Um dia depois, em um julgamento em Los Angeles, a mesma Meta, junto com o Google (YouTube), foi considerada culpada por projetar suas plataformas de forma a viciar usuários, causando danos à saúde mental. Uma jovem de 20 anos, identificada como Kaley, desenvolveu Transtorno Dismórfico Corporal devido a essa viciação, resultando em uma indenização total de US$ 6 milhões para ela.
Repercussão e ECA Digital
Especialistas brasileiros acreditam que as decisões judiciais nos EUA podem ter repercussões globais, alinhando-se ao lançamento do ECA Digital (Lei 15.211/2025), que entrou em vigor em 17 de março de 2026 e foi regulamentado pelo Decreto 12.880 no dia seguinte. A coordenadora do programa Criança e Consumo, Maria Góes de Mello, destaca que essas leis e decisões são ferramentas poderosas para evitar vícios nas redes sociais.
Mecanismos de viciação e a responsabilidade das plataformas
O diretor de segurança do Ministério da Justiça e Segurança Pública, Ricardo Horta, aponta que as redes sociais utilizam mecanismos manipulativos para manter os usuários conectados por mais tempo. Esses algoritmos, que aprendem os interesses dos usuários, têm um impacto negativo na saúde mental e bem-estar. As recentes decisões judiciais nos EUA quebram a imunidade que as big techs costumavam alegar em processos judiciais relacionados a conteúdos impróprios.

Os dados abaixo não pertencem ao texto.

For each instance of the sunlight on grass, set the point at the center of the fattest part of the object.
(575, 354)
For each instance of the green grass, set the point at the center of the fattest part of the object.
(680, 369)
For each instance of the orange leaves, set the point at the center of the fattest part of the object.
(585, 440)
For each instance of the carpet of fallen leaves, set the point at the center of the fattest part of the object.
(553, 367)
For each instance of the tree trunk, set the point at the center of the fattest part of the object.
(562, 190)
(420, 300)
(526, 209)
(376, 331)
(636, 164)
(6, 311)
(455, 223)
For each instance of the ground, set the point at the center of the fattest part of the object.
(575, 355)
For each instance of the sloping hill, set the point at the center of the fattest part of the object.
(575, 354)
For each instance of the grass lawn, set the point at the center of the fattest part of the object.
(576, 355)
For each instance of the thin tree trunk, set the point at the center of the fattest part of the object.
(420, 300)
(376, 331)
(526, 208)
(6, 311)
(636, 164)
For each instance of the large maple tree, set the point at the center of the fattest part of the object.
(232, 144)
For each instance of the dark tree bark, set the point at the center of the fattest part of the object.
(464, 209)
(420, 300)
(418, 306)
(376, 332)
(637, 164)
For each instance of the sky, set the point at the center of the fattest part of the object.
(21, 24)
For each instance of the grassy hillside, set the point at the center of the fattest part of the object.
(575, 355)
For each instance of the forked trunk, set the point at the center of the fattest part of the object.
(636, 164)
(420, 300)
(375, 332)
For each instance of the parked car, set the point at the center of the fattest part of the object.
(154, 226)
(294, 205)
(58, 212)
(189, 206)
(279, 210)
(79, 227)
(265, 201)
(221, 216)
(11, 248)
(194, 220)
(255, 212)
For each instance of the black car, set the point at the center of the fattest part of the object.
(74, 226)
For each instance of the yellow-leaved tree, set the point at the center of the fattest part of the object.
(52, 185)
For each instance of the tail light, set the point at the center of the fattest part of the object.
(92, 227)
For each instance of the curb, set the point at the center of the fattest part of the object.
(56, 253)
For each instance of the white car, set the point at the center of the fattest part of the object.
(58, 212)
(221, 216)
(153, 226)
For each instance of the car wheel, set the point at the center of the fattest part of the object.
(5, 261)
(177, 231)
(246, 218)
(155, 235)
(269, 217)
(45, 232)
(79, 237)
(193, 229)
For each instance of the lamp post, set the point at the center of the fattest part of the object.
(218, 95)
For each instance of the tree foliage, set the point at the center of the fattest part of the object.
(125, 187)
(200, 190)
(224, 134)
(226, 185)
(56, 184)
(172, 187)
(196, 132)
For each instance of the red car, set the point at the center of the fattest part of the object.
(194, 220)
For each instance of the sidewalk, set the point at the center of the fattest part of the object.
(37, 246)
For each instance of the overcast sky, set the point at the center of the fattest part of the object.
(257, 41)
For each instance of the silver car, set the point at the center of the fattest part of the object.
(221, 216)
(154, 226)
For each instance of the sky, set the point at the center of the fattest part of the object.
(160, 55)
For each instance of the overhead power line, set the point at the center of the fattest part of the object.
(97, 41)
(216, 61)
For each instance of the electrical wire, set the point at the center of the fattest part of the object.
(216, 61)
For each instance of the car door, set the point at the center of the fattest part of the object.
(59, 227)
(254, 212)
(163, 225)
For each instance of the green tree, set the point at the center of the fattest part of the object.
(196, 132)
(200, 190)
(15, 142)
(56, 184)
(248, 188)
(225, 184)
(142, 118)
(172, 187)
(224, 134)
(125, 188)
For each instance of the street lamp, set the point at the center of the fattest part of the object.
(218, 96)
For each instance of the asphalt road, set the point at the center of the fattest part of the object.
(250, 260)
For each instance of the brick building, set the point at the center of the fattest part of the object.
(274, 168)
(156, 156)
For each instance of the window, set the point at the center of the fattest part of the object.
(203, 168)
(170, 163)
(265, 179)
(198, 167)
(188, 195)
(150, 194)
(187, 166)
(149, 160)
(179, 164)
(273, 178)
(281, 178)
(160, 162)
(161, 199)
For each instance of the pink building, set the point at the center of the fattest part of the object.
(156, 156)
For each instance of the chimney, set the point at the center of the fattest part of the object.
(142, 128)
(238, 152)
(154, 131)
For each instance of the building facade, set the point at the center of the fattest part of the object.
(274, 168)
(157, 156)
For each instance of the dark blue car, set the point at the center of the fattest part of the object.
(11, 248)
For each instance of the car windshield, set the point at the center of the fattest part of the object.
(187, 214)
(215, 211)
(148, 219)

Alterações no Marco Civil da Internet
No Brasil, o Artigo 19 do Marco Civil da Internet foi alterado pelo STF, estabelecendo que as plataformas devem ser responsabilizadas por postagens ilegais. O ECA Digital impõe às redes sociais a obrigação de prevenir e mitigar riscos relacionados ao acesso de crianças e adolescentes a conteúdos inadequados.
Opinião
A segurança das crianças e adolescentes na internet é uma responsabilidade compartilhada entre Estado, empresas e famílias, e as recentes decisões judiciais reforçam a necessidade de uma supervisão mais ativa dos pais sobre o uso das redes sociais.